Les navigations entre les îles s’allongent et nous apprécions ce temps tranquille au milieu de ce paysage magnifique d’îles et d’îlots qui affleurent. La mer est devenue très calme et nous avons l’impression d’être sur un lac, c’est paradisiaque.

Nous ancrons devant Noronsky et Sarky, inhabitées. A la journée, les speed-boats amènent les familles sur les plages de sable blanc mais, à 16h, l’île redevient sauvage et nous goûtons ces moments où nous avons le privilège de profiter seuls, de ces sublimes paysages.

Puis nous partons à la découverte de Caranero. Cette île, tout en longueur et découpée d’un grande bande de sable, a un petit lagon à son extrémité qui permet un mouillage d’exception. La barrière de corail qui entoure l’île est facile d’accès et nous nous régalons à nager au milieu de centaines de poissons.

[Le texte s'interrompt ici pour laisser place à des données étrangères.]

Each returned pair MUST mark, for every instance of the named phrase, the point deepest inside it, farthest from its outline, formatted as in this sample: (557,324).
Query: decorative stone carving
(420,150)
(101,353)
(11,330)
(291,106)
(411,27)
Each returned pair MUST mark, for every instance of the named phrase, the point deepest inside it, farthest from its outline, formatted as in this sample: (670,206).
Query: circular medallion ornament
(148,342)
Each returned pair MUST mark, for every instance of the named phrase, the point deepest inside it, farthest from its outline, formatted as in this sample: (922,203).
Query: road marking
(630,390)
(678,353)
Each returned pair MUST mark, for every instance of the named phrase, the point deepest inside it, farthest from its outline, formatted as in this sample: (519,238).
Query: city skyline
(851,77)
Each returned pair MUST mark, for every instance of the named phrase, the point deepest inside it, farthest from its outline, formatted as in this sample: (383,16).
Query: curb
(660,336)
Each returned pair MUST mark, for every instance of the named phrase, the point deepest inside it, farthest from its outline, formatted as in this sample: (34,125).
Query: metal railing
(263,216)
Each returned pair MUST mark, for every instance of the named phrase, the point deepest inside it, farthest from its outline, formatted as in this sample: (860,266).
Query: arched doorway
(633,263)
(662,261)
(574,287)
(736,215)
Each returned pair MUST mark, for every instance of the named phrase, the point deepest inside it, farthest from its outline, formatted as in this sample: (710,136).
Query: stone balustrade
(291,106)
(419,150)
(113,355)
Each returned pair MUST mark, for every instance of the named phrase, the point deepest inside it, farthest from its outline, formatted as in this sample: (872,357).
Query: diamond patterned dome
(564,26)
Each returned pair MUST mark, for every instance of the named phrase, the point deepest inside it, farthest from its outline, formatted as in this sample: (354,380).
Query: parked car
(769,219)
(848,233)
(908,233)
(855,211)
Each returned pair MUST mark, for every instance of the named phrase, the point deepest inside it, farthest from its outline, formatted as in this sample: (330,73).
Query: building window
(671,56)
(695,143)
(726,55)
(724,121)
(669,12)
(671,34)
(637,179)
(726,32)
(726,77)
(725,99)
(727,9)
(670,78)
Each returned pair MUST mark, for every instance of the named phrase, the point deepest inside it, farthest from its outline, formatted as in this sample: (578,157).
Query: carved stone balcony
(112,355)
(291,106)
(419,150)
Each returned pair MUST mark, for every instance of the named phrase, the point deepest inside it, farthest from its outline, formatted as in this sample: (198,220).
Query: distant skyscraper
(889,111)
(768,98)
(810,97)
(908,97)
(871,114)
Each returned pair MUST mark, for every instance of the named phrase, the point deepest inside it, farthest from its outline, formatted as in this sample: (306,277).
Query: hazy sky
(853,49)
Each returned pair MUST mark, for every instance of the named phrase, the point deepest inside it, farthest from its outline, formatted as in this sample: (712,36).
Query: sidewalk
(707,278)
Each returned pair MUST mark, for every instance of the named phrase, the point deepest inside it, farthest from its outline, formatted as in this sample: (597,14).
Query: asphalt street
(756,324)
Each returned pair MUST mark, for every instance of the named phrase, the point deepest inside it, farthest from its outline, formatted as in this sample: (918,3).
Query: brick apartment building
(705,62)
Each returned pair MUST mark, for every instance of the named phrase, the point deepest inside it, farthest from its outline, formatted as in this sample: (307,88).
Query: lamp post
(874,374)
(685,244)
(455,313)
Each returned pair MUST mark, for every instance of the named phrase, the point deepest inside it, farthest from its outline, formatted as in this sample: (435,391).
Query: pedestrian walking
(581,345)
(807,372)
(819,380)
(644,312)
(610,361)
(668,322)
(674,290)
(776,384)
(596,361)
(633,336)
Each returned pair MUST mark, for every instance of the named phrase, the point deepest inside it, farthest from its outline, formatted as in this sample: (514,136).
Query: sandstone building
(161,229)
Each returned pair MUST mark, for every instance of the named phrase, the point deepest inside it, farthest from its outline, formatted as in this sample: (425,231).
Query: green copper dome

Une belle balade en paddle nous amène devant les quelques baraques regroupées près de la plage. On y découvre un petit restaurant et surtout on fait la connaissance de David. Il est cuisinier sur un bateau de pêche. Son patron et le reste de l’équipage sont allés à Gran Roque pour chercher essence et nourriture. Il est très avenant et malgré notre Espagnol épouvantablement pauvre, nous passons un très bon moment en sa compagnie. Il est venu aux Roques pour travailler et semble être tombé amoureux de ces lieux. On le comprend…

On vous embrasse.

PS : Vous l’aurez compris, cette vidéo date du mois de Janvier où nous étions loin d’imaginer ce qui allait arriver. Nous sommes toujours confinés au Panama, dans l’archipel des Perlas. C’est une chance car nous sommes en compagnie d’autres bateaux également en attente et cela rend la vie plus douce. Nous pensons fort à vous tous et espèrons que vous faîtes bien attention. Voici quelques images de notre si Belle Terre…

 

 

Message Espérance ( escale à part )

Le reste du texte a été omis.